30.12.2006 Artikelansicht
Ausschnitt Zeitungsausschnitt
Drucken Drucken

 

Libanon-Konflikt

Wohin treibt der
Nachbar Israels?

Als nach mehr als einem Monat Krieg zwischen Israel und der radikal-islamischen Hisbollah-Miliz am 14. August die Waffen schwiegen, waren im Libanon und in Israel insgesamt fast 1100 Menschen ums Leben gekommen. Die Kriegsschäden im Libanon gingen in die Milliarden.

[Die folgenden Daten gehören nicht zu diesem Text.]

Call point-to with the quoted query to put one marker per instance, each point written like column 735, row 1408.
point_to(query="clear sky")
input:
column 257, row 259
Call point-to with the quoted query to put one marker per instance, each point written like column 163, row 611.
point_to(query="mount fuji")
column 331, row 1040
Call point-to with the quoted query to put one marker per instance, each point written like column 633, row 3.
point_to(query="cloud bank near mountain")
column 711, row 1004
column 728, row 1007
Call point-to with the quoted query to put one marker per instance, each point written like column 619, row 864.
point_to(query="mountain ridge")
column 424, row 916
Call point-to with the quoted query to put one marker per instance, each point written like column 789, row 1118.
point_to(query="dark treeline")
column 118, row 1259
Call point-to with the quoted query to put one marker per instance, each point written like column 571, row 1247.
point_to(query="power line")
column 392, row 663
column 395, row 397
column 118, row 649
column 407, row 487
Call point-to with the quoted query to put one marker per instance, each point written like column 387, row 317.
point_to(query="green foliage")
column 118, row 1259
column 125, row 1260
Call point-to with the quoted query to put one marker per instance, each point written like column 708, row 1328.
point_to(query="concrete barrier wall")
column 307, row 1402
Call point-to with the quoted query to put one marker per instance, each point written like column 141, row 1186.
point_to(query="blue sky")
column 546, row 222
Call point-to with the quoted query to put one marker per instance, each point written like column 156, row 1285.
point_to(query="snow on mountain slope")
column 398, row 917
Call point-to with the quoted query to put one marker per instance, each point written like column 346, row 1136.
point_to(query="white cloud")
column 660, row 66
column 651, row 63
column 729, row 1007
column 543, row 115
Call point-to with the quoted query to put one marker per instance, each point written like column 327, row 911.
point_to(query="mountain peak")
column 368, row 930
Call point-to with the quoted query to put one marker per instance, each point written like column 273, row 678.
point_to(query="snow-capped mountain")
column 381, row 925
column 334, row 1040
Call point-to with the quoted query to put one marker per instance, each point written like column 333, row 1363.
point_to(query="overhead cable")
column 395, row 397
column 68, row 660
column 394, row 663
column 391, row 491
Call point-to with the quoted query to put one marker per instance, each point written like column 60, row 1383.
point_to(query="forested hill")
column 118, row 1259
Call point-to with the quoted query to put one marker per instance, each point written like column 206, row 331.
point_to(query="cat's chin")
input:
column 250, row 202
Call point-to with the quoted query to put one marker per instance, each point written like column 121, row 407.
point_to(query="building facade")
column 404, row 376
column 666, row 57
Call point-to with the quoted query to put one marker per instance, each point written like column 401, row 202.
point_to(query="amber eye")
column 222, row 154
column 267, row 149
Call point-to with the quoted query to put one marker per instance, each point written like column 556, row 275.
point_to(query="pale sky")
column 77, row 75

Mehr als eine halbe Million Menschen waren im zerstörten Libanon auf der Flucht, in einem Land, das nur 4,5 Millionen Einwohner hat.
Ausgelöst worden war die israelische Invasion in den Südlibanon durch die Entführung zweier israelischer Soldaten durch Hisbollah-Einheiten. Um die brüchige Waffenruhe zu sichern, einigten sich Israelis, die Hisbollah, die libanesische Regierung und die Vereinten Nationen auf die Entsendung einer UN-Friedenstruppe.
Die Bundesregierung beschloss, zum ersten Mal in der Nachkriegsgeschichte Marine-Einheiten in unmittelbarer Nähe zu Israel zu stationieren. Die Marinesoldaten sollen im Auftrag der UN verhindern, dass die Hisbollah Waffennachschub über das Mittelmeer erhält.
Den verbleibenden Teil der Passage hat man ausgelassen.